Research published in the Proceedings of the National Academy of Sciences found that some individuals exposed to HIV-1, but who remain uninfected, have a certain pattern of virus-specific immune responses that differentiated them from individuals who became infected. The findings build upon prior research by studying these responses in the context of a controlled clinical trial, examining a large number of subjects, and by having access to specimens saved before anyone was infected. In the future, this information could be used to assess HIV-1 infection risk or inform the design of a preventative HIV-1 vaccine.
This new research, co-authored by George Washington University (GW) researcher Douglas Nixon, M.D., Ph.D., and colleagues at UCSF, USP in Brazil, and the Gladstone Institutes, looked at data from the Pre-exposure Prophylaxis Initiative (iPrEx) trial, the first randomized controlled trial of pre-exposure chemoprophylaxis (PrEP) in humans. Remaining specimens from the trial were used to test for naturally acquired or induced immunity to HIV-1 infection. Those who became infected typically lacked responses to two HIV-1 proteins. The finding suggests that such immune responses may play a role in blocking systemic infection after exposure to the virus.

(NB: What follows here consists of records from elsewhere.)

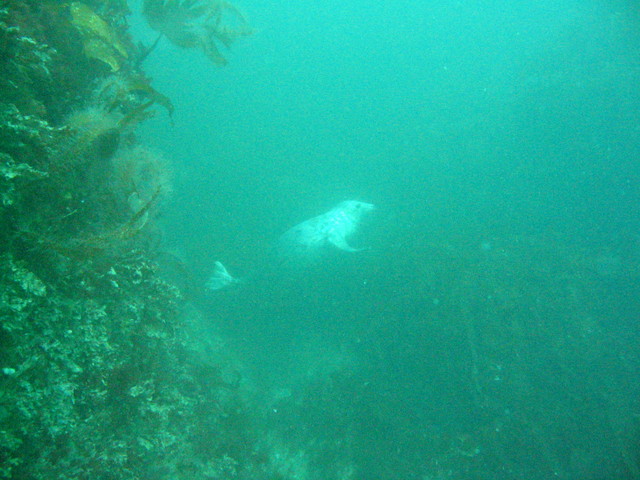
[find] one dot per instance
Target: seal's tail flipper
(220, 278)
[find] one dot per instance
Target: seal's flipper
(220, 278)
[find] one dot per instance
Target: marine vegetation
(201, 24)
(102, 373)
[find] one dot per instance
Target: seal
(308, 239)
(307, 242)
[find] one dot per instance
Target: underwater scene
(304, 240)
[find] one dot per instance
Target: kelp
(99, 40)
(201, 24)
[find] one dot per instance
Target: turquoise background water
(499, 142)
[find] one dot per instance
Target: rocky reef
(101, 375)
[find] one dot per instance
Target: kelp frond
(199, 24)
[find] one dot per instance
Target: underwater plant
(201, 24)
(99, 40)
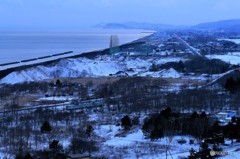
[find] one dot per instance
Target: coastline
(29, 63)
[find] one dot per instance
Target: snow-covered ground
(135, 142)
(55, 99)
(99, 67)
(237, 41)
(232, 58)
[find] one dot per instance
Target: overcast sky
(19, 14)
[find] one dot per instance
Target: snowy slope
(99, 67)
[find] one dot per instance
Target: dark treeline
(196, 65)
(139, 93)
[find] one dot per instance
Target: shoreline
(29, 63)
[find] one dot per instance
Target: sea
(17, 46)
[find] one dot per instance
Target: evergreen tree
(28, 156)
(46, 127)
(126, 122)
(89, 130)
(231, 85)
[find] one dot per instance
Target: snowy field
(232, 58)
(237, 41)
(102, 66)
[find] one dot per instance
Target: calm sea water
(15, 46)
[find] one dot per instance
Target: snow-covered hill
(99, 67)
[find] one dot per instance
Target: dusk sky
(74, 14)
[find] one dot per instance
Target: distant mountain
(134, 25)
(227, 25)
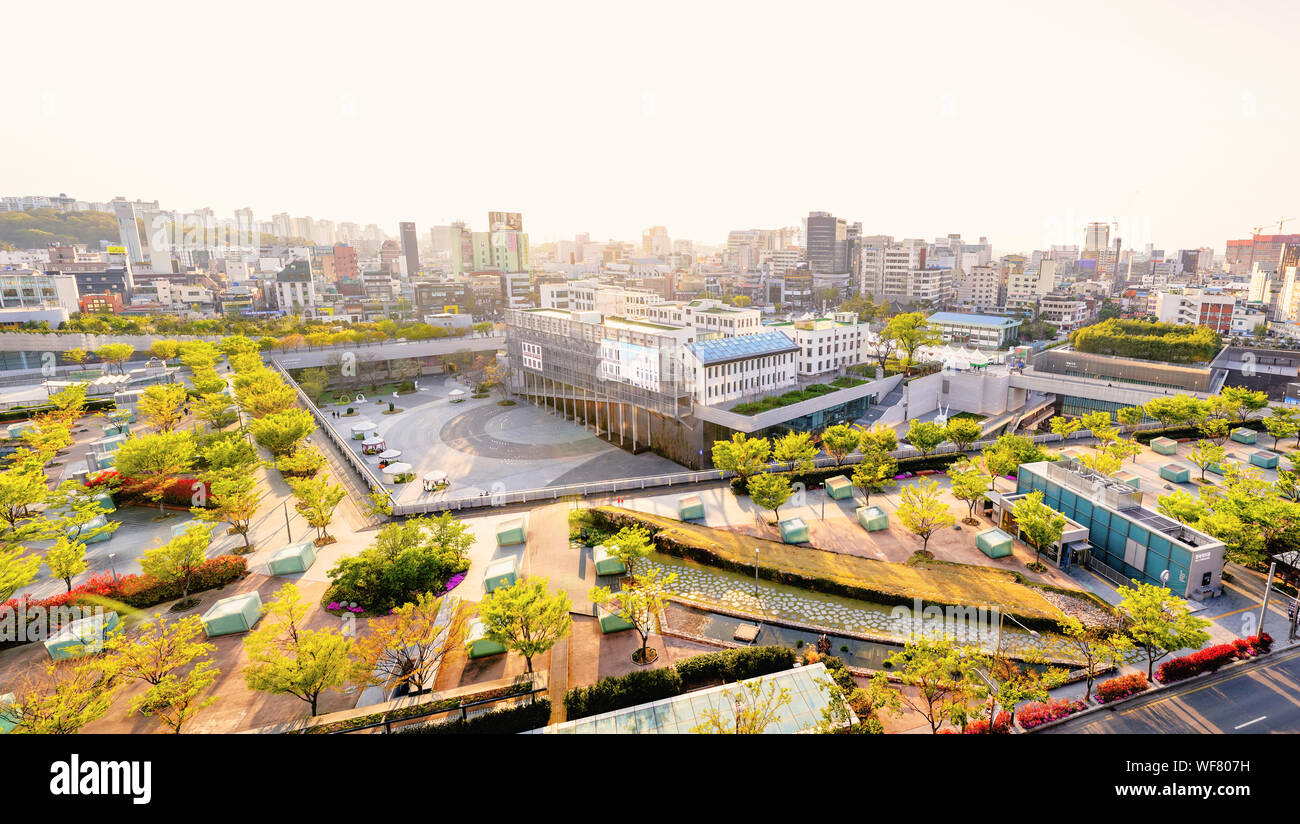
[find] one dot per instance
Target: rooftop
(724, 350)
(683, 712)
(974, 320)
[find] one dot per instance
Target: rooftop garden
(775, 402)
(1148, 341)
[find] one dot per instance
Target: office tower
(827, 243)
(410, 247)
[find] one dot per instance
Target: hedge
(1213, 658)
(505, 721)
(735, 664)
(1123, 686)
(619, 692)
(1036, 714)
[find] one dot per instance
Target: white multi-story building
(827, 345)
(706, 316)
(980, 287)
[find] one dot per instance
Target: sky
(1015, 121)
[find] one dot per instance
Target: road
(1260, 697)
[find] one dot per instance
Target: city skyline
(1001, 131)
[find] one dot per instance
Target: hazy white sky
(1015, 121)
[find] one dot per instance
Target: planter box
(1130, 478)
(82, 637)
(99, 520)
(690, 508)
(793, 530)
(1264, 459)
(611, 623)
(477, 645)
(233, 615)
(512, 532)
(1175, 473)
(1164, 446)
(995, 542)
(606, 563)
(502, 572)
(872, 519)
(293, 558)
(839, 488)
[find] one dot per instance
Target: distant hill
(37, 228)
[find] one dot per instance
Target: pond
(729, 590)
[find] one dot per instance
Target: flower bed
(1036, 714)
(1001, 725)
(1212, 658)
(1123, 686)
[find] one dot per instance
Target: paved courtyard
(486, 449)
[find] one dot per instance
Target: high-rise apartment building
(410, 247)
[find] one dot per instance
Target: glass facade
(1118, 541)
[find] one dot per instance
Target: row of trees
(957, 685)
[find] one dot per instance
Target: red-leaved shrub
(1035, 714)
(1123, 686)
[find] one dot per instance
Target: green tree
(316, 501)
(962, 432)
(180, 559)
(629, 545)
(874, 473)
(1039, 524)
(234, 502)
(923, 511)
(753, 710)
(940, 676)
(527, 618)
(911, 333)
(742, 455)
(287, 659)
(796, 450)
(282, 432)
(404, 649)
(66, 559)
(1065, 426)
(770, 491)
(840, 441)
(59, 699)
(924, 436)
(1099, 649)
(640, 603)
(151, 463)
(115, 355)
(879, 437)
(1160, 623)
(161, 406)
(969, 484)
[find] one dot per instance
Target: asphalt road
(1260, 697)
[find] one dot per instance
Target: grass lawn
(934, 584)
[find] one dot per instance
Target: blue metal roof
(975, 320)
(758, 345)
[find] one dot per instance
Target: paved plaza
(488, 449)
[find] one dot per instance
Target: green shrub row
(505, 721)
(735, 664)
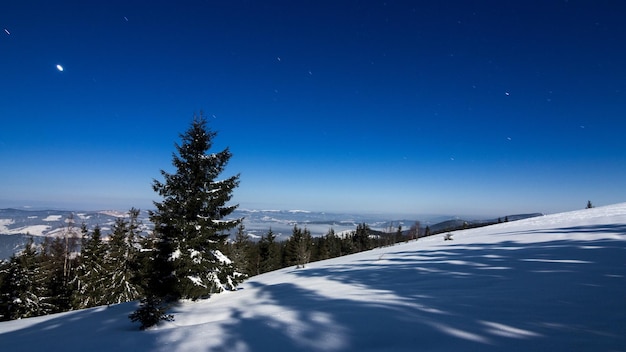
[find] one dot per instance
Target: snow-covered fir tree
(89, 281)
(121, 261)
(190, 229)
(22, 287)
(299, 247)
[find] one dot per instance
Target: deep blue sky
(417, 107)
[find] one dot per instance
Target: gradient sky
(404, 107)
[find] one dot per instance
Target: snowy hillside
(551, 283)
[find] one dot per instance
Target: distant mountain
(16, 224)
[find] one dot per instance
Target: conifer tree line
(185, 257)
(76, 270)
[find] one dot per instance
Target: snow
(551, 283)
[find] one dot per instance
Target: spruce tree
(269, 253)
(22, 288)
(120, 261)
(299, 247)
(90, 272)
(189, 222)
(240, 251)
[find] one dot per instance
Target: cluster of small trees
(73, 271)
(257, 257)
(185, 257)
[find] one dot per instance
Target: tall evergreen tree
(269, 258)
(299, 247)
(361, 238)
(240, 251)
(22, 289)
(58, 266)
(90, 272)
(121, 281)
(189, 222)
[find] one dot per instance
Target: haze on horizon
(477, 109)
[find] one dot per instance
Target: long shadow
(559, 295)
(81, 331)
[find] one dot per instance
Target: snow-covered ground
(553, 283)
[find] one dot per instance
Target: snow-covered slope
(553, 283)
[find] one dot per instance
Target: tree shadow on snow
(81, 331)
(558, 295)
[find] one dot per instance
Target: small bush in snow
(150, 312)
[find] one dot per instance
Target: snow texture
(552, 283)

"Research has shown that T-cell responses can be observed in virally exposed but uninfected persons," said Dr. Nixon, chair of the Department of Microbiology, Immunology & Tropical Medicine and Walter G. Ross Professor of Basic Science Research at the GW School of Medicine and Health Sciences. "The question that has remained unanswered is whether or not these T-cell responses could be protecting people from acquiring systemic HIV infection. The rigor of the placebo-controlled iPrEx trial gave us access to the necessary data and specimens to address that question. What we found was what people have been looking for, for a long time -- a correlation between future infection risk and a measureable immune response."
Using samples from the iPrEx trial, the research team compared immune responses mounted against an array of HIV-1 antigens by peripheral blood mononuclear cell samples: 84 samples were collected prior to infection from men who became HIV-positive and 480 samples from men who remained HIV-negative throughout the trial, including those who received the drug or placebo. T-cell responses against certain HIV-1 antigens were significantly higher and more frequent among those who remained uninfected compared with those who became HIV-positive, and these responses were associated with reduced risk of infection.

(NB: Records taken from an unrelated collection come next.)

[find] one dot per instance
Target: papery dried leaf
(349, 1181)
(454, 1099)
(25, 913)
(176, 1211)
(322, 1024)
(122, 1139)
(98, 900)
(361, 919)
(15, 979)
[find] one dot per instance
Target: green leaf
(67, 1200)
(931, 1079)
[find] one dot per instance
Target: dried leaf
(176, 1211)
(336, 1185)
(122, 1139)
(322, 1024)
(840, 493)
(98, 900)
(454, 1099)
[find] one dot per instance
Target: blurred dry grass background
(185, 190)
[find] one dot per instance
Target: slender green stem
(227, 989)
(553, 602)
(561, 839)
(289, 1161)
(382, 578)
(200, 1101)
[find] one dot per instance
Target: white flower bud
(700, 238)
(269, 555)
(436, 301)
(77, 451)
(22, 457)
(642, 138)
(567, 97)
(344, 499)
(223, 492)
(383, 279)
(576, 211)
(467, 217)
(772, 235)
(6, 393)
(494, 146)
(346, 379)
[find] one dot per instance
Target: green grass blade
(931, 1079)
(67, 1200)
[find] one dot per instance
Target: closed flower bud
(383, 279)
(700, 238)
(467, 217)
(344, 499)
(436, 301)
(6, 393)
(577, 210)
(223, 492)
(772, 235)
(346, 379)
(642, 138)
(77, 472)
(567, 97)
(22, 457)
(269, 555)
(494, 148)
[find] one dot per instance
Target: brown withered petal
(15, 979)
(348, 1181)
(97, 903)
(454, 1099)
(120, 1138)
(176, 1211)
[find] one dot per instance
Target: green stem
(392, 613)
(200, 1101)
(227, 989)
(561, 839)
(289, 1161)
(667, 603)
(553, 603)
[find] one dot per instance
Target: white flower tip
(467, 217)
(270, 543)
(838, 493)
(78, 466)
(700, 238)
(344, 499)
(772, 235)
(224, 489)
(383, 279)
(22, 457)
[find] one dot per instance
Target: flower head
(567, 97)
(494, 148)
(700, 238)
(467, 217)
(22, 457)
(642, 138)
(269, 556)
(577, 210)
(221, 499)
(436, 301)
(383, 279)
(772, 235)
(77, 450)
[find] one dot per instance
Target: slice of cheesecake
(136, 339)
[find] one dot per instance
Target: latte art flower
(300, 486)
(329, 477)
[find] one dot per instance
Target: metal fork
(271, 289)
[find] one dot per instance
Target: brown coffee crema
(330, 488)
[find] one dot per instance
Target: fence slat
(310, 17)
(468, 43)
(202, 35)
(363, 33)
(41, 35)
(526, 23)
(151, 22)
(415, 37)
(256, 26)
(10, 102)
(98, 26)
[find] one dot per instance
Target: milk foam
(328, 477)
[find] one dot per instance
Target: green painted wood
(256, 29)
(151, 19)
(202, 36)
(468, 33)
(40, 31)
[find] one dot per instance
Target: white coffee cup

"The iPrEX trial showed that pre-exposure prophylaxis (or PrEP) with emtricitabine and tenofovir disoproxil fumarate (brand name Truvada in the United States) was highly effective for HIV prevention when used," said Dr. Robert Grant, of the Gladstone Institutes, the protocol chair of iPrEx which was sponsored by the National Institutes of Health. "Whether taking drug or placebo, the observed immune responses were still present, so the protective benefit we saw with PrEP was not due to these immune responses. The discovery that cellular immunity correlates with HIV infection risk is a distinct and very exciting one. I hope it will provide clues leading to an HIV vaccine."
"Demonstrating HIV protection associated with vaccine or, as in this case, exposure-induced immunity is a very high bar to achieve, and appropriately so. Our findings indicate that the host immune system interfaces with the virus or its proteins more commonly than previously thought, generating naturally induced immunity in the form of T-cell responses that contribute to a persistent HIV negative status in some exposed people. Only with additional research can we truly know if these immune responses can be induced by a vaccine candidate, and whether vaccine-induced responses provide protection," according to Dr. Esper Kallas, of USP, co-senior author of the manuscript.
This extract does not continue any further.